# Preparing your Data Science Virtual Environment

## Important Disclaimers

The main objective of this material is to develop a hands-on studying guide for those who are part of FATEC's DATA SQUAD and want learn more about Data Science and Machine Learning. Based on the 2nd edition of Aurélien Géron's "Hands-On Machine Learning with Scikit-Learn, Keras, and Tensorflow: Concepts, Tools, and Techniques to Build Intelligent Systems-O’Reilly Media", published in 2019, this material is a working in progress. Some of the work will also be based on "Data Science from Scratch: First Principles with Python" by Joel Grus.
    
Basic knowledge in Python is necessary, even though we will try to link outside materials whenever necessity arises.
    
    


## First steps: Installing the required worktools

We will teach you how to install and run a Jupyter Notebooks Data Science environment using both Python's virtual environment and a Docker, both on Windows and on Linux (Ubuntu). Which one you use is up to you :)

### Runing Jupyter Notebooks on a Virtual Environment

Before we begin, make sure you have all the necessary tools. We will be using Jupyter Notebook to write and run example codes. Therefore, it is important to show how to install this application.

1. Make sure you have Python installed on your computer and, preferably, having it's executable on the \\$PATH environment variable. You can download it [here](https://www.python.org/downloads/). There are some visual instructions and a very brief introduction to Python [here](https://github.com/cafecompython/workshop_python_etec/blob/master/Introdu%C3%A7%C3%A3o_Python.pdf), in Portuguese.
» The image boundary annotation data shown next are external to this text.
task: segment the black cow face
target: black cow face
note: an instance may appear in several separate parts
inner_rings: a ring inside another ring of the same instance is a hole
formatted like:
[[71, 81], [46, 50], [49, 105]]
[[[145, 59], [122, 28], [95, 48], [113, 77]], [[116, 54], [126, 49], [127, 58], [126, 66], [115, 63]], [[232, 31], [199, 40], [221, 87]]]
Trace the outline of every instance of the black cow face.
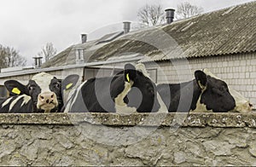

2. After installing Python, you should learn about virtual environments. You can read the Official Documentation [here](https://docs.python.org/3/tutorial/venv.html). Virtual Environments are basically a way of isolating each project on its contained environment. In this way, you make sure that dependencies and requirements are met and kept on its original form, regardless of system or packages updates (automatically or unintentionally) made on the overall system.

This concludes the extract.